作:マメイケダ 出版:あかね書房
地域ごとに特色のある駅弁。
そんな駅弁が、綺麗な景色とともに描かれます。
お魚型の醤油入れの視点で。
あらすじ
お魚型の醤油入れ。
ぼくは知らないうちに駅のホームにいた。
電車に乗ると、窓からはビルがたくさん見える。
東京タワーも見えた。
すると、「ガサゴソ・・・パッチン!」と音がした。
音のする方へ行ってみると・・・。
乗客がチキン弁当を開け、食べるところだった。
電車が走り、海が見えた。
するとまた音がした。
「ガサゴソ・・・パッチン!」
シウマイ弁当だ。
さらに電車は走り、ひときわ大きな山が見えた。
そしてまた音がした。
「ガサゴソ・・・パッカン!」
今度はサンドイッチ。
まだまだ電車は走っていく。
駅弁もまだまだたくさんある。
『えきべんとふうけい』の素敵なところ
- 本物そっくりの美味しそうな駅弁と美しい風景
- 「ガサゴソ・・・パッチン!」という楽しい決まり文句
- 醤油入れの素朴な一言コメント
この絵本の素敵なところはなんと言っても、本物そっくりの駅弁でしょう。
その地域ならではの、特徴的な駅弁が見事に再現されています。
子どもたちも、
「これ食べたい!」
「あ、から揚げ入ってる!」
「私だったら、卵から食べるな」
などなど、すっかりお弁当を食べる気満々でした。
また、綺麗な風景を見ながらお弁当を広げるというのも素敵です。
景色を見ながら「そろそろ、お弁当食べようか」と言われたときの、嬉しさやワクワク感が味わえるのです。
そして、ふたを開けた時の感動。
本当に電車に乗って、駅弁を開けた気分になれるのです。
駅弁を開ける時の「ガサゴソ・・・パッチン!」という決まり文句も素敵です。
風景を見ていた子も、この音で「駅弁を開けるんだ!」という、ワクワク感に変わります。
「どんな駅弁なんだろう」というドキドキ感も。
語感もよく、子どもたちが自然と真似してしまうのも面白いところです。
「ガサゴソ・・・」と言うと、子どもたちが「パッチン!」と合わせたりもしていました。
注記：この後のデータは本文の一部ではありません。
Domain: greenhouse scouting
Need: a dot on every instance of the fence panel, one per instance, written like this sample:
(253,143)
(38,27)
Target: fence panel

ですが、個人的に一番素敵だなと思ったのは、醤油入れの素朴な一言コメントでした。
この絵本は醤油入れが、色んな駅弁を見るという形式で描かれています。
この醤油入れが、駅弁を広げた時に思ったことを言うのです。
これが妙に共感できるものばかり。
シウマイ弁当では「シウマイを一つ食べるたび、俵おむすびを一つ食べるんだ」
サンドイッチでは「箱にぴったし入ってて、いいな」
八角弁当は「煮物から食べたいな」
など、もの凄く素朴な感想を述べるのです。
でも、なんだか「わかる!」と思ってしまう。
さらに違う考え方の子も、醤油入れのコメントを聞いて「私は・・・」「ぼくは・・・」と自分の考えを教えてくれます。
コメントがあることで、駅弁を食べる時のイメージがより広がっているのです。
綺麗な景色を見ながら、個性豊かな駅弁を食べた気分になれる。
読むと駅弁巡りの旅がしたくなる絵本です。